DNA coletado em presídios amplia investigações e fortalece banco genético de MS

Comunicação PCi-MS

A Polícia Científica de Mato Grosso do Sul ampliou em 486 perfis o banco estadual de DNA após duas etapas de coleta realizadas no Complexo Penitenciário da Gameleira, em Campo Grande. A iniciativa fortalece investigações criminais e aumenta as chances de identificação de autores por meio de vestígios biológicos encontrados em cenas de crime.

As coletas ocorreram na Gameleira II, em abril, com 300 amostras, e na Gameleira I, em maio, com outras 186. A ação integra as metas do Contrato de Gestão 2026 da Sejusp e é executada pelo Instituto de Análises Laboratoriais Forenses (IALF), com apoio da Polícia Penal.

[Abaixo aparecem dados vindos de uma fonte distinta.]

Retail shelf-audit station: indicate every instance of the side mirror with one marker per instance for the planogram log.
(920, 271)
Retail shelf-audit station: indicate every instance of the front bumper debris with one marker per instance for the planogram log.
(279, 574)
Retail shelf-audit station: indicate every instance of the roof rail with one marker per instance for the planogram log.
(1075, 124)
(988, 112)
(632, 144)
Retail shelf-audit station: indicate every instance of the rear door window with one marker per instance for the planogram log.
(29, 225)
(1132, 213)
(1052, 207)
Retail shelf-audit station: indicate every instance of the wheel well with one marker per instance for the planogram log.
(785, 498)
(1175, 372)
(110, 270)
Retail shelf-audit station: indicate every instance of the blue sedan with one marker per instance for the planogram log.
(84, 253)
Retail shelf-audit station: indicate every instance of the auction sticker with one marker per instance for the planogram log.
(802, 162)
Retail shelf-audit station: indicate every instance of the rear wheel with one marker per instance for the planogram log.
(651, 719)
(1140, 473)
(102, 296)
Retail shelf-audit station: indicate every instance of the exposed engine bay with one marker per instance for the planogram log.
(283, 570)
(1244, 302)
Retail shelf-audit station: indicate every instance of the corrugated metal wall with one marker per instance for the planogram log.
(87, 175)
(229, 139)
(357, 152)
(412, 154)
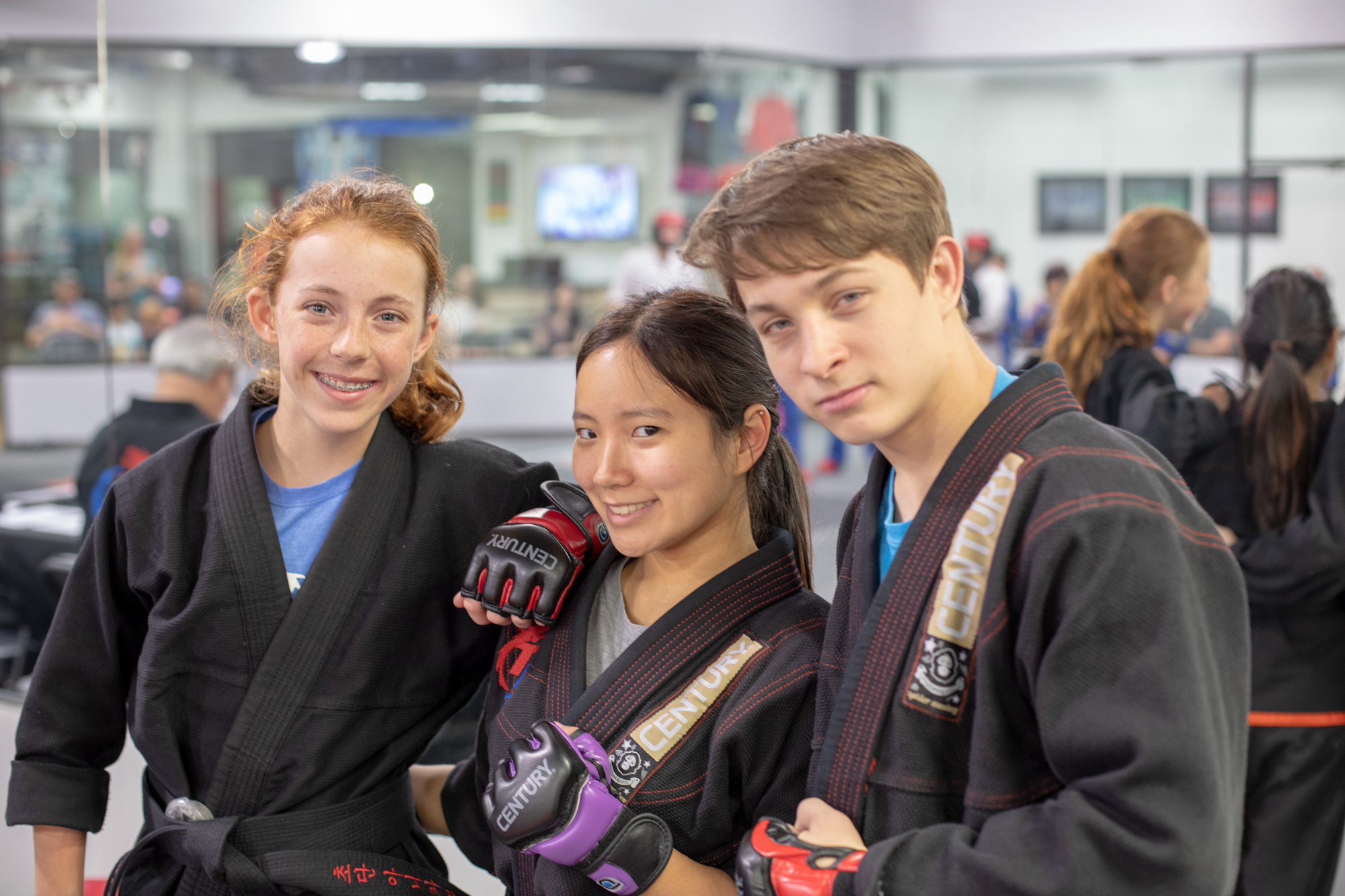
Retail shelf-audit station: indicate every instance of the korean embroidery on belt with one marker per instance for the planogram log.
(645, 745)
(939, 678)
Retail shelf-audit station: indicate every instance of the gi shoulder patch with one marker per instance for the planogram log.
(939, 677)
(645, 745)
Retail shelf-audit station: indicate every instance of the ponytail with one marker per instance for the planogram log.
(705, 349)
(779, 499)
(1288, 329)
(1104, 307)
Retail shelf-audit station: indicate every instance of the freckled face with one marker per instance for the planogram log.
(349, 322)
(648, 456)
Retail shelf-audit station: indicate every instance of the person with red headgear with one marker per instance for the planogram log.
(656, 266)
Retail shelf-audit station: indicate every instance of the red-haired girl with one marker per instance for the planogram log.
(266, 603)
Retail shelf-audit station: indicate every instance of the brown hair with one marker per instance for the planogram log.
(431, 403)
(705, 349)
(1288, 329)
(814, 201)
(1104, 307)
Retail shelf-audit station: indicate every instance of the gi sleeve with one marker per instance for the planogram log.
(75, 717)
(1304, 560)
(1175, 423)
(1133, 649)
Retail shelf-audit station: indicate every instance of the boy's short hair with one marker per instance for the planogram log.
(814, 201)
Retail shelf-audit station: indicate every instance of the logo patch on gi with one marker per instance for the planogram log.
(654, 736)
(938, 681)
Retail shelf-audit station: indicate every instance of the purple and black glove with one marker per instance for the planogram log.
(531, 563)
(552, 798)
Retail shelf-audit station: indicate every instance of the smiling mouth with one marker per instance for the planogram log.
(345, 385)
(626, 510)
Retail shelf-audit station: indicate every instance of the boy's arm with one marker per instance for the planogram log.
(1132, 643)
(59, 853)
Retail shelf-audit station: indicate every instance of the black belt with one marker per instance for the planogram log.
(332, 850)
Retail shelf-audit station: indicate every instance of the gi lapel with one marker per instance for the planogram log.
(299, 649)
(687, 638)
(880, 651)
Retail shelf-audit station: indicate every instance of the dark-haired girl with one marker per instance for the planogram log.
(247, 599)
(1277, 486)
(1153, 276)
(684, 669)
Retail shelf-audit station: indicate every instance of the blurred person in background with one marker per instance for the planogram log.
(1213, 333)
(1277, 489)
(196, 378)
(132, 270)
(124, 337)
(69, 327)
(1155, 276)
(656, 266)
(560, 330)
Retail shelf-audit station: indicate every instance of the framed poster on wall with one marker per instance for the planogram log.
(1073, 205)
(1225, 205)
(1174, 193)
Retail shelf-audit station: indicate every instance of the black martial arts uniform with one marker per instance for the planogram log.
(708, 715)
(293, 720)
(1047, 693)
(1137, 392)
(1296, 759)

Após análise laboratorial, os perfis aptos são inseridos nos bancos estadual e nacional, permitindo comparações que auxiliam na identificação de autores, na ligação entre diferentes ocorrências e no avanço de investigações.

Segundo a diretora do IALF, Josemirtes Prado da Silva, a ampliação da base genética aumenta as chances de coincidência entre perfis cadastrados e vestígios coletados. Atualmente, Mato Grosso do Sul possui 5.471 perfis genéticos cadastrados, que já contribuíram para 88 investigações e resultaram em 59 coincidências genéticas confirmadas.

A ampliação das coletas acompanha mudanças na legislação federal, que passou a exigir a identificação genética de condenados à pena de reclusão em regime inicial fechado, independentemente do tipo de crime. Novos mutirões devem ser realizados em unidades prisionais do interior do Estado para fortalecer a ferramenta, considerada estratégica para o esclarecimento de crimes e a produção de provas judiciais.